Karena otak kita secara setimulus cenderung lebih suka kontur yang terbentuk atas kontinuitas dibanding dengan pola yang berbeda-beda arahnnya.
Pada foto diatas mata kita akan terfokus pada garis tengah yang membentang yang seakan garis itu tak terputus, karena secara kebetulan corak pada tubuh anjing tersebut seakan memberikan kita visual bahwa garis tengah tersebut tidak terputus. Padahal secara nyata kita tahu bahwa garis yang membentang tersebut sebenarnya terputus tertutup oleh tubuh anjing, tetapi otak kita melihat itu menjadi satu kesatuan garis yang tak terputus, atau berlanjut.
Common fate
Dalam prinsip Common Fate secara psikologis manusia cenderung melihat kelompok objek sebagai garis bergerak dalam lintasan halus, yang dianggap sebagai stimulus tunggal.
Mengenai common fate, seringkali praktisi melihatnya beririsan dengan prinsip continuity.
Pada foto diatas, kita melihat kumpulan burung yang terbang diatas langit seakan membentuk sebuah garis, yang berbentuk tanda tanya”?” atau angka”7″, kita melihat burung yang terbang tersebut menjadi satu kesatuan utuh dan berbentuk garis bergerak ke atas atau ke bawah yang seakan muncul atau keluar dari kepala orang yang ada di foto tersebut.
Closure
Prinsip closure menyatakan bahwa ketika kita melihat susunan elemen visual yang kompleks, kita cenderung mencari pola tunggal yang dapat dikenali.

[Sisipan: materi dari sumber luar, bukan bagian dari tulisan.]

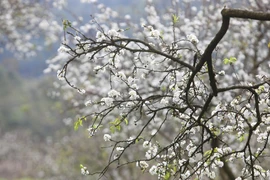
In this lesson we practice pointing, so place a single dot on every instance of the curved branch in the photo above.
(207, 55)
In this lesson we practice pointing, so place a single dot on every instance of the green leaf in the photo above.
(230, 61)
(126, 121)
(66, 24)
(241, 138)
(175, 19)
(167, 175)
(79, 122)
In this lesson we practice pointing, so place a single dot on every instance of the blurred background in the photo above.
(37, 139)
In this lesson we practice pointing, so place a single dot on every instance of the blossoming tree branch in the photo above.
(165, 101)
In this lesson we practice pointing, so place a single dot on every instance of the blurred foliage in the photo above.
(25, 104)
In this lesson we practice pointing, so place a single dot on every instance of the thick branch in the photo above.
(207, 55)
(237, 13)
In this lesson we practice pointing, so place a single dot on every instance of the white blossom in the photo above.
(119, 148)
(113, 93)
(133, 95)
(107, 137)
(193, 39)
(84, 171)
(108, 101)
(142, 164)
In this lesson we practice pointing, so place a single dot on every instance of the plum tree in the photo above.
(182, 95)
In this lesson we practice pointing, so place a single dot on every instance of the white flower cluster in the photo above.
(153, 32)
(152, 150)
(84, 170)
(193, 39)
(142, 164)
(107, 137)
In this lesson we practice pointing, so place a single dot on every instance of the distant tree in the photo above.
(182, 95)
(22, 25)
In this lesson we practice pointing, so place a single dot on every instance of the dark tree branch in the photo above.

Dengan kata lain, ketika Anda melihat gambar yang memiliki bagian yang hilang, otak Anda akan mengisi bagian yang kosong dan membuat gambar yang lengkap sehingga Anda masih bisa mengenali polanya.

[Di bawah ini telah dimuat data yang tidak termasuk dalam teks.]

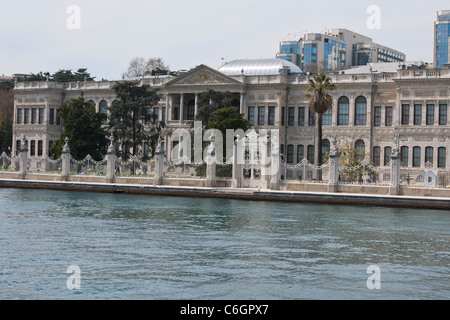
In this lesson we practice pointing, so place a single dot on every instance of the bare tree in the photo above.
(136, 68)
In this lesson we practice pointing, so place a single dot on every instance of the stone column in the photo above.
(210, 160)
(111, 161)
(394, 187)
(159, 164)
(181, 107)
(237, 164)
(65, 161)
(334, 168)
(23, 158)
(196, 105)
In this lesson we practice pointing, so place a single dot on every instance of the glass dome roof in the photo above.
(258, 67)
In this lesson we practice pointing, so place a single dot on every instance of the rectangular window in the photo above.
(404, 155)
(176, 113)
(441, 157)
(33, 115)
(417, 114)
(271, 116)
(261, 111)
(251, 115)
(26, 115)
(40, 148)
(388, 117)
(291, 116)
(32, 148)
(301, 116)
(19, 116)
(377, 117)
(416, 157)
(310, 155)
(430, 114)
(442, 114)
(312, 118)
(326, 117)
(405, 114)
(429, 155)
(376, 156)
(51, 119)
(300, 153)
(290, 154)
(41, 116)
(387, 155)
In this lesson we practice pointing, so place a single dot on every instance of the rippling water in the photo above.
(148, 247)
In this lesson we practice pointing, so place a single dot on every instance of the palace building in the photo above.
(372, 104)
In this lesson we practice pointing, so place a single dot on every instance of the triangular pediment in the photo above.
(202, 75)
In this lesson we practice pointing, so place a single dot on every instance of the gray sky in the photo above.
(34, 35)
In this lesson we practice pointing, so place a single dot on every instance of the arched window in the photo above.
(103, 108)
(325, 148)
(441, 157)
(360, 148)
(290, 154)
(376, 156)
(404, 151)
(360, 111)
(343, 103)
(300, 152)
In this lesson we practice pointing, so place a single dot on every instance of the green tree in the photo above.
(319, 101)
(132, 117)
(83, 127)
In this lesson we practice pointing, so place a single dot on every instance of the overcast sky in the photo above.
(34, 35)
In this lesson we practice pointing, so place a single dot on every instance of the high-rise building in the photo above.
(442, 39)
(335, 50)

Misalnya, ketika Anda melihat gambar di atas Anda kemungkinan besar melihat zebra meskipun gambar itu hanya kumpulan bentuk hitam. Pikiran Anda mengisi informasi yang hilang untuk menciptakan pola yang dapat dikenali berdasarkan pengalaman Anda.

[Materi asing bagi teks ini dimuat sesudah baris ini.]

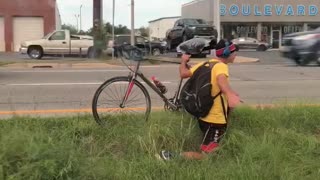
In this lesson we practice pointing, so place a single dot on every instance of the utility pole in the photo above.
(113, 11)
(80, 19)
(216, 17)
(132, 23)
(77, 22)
(99, 40)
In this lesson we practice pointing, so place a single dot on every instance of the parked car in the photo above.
(185, 29)
(149, 47)
(59, 42)
(250, 43)
(302, 47)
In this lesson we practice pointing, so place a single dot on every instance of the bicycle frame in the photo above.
(137, 73)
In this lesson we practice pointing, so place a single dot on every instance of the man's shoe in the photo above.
(166, 155)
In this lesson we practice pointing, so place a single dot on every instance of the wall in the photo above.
(29, 8)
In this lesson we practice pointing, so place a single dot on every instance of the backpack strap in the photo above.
(223, 107)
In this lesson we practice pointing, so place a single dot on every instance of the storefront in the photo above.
(265, 20)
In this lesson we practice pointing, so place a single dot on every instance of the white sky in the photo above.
(145, 10)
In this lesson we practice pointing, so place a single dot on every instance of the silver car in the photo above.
(250, 43)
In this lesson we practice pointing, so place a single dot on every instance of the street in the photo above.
(273, 80)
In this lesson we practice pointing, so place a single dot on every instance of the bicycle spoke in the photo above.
(107, 101)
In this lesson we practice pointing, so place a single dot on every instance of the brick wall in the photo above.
(26, 8)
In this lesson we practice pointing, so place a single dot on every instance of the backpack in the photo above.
(196, 95)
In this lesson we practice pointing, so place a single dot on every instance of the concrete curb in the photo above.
(92, 65)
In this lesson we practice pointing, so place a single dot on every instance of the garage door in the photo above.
(26, 28)
(2, 42)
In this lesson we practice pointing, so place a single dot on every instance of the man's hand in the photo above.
(185, 58)
(233, 100)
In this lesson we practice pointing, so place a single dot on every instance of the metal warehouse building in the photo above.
(159, 27)
(22, 20)
(265, 20)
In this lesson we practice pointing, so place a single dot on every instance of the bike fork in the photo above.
(128, 92)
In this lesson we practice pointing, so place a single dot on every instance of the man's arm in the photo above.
(183, 69)
(233, 97)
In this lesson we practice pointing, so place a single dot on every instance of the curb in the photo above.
(239, 59)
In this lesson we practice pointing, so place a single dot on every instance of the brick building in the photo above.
(22, 20)
(265, 20)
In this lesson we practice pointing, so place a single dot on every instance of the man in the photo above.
(214, 125)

Pada foto diatas kita akan melihat bagian putih diantara kedua tangan 4 orang tersebut berbentuk “x” atau mungkin berbentuk kelopak bunga tergantung dari pengalaman masing-masing. Bagian yang hilang kita lengkapi di dalam fikiran kita dan kita melihatnya menjadi bagian yang lengkap dan utuh yang kita kenali berdasarkan pengalaman visual yang kita miliki.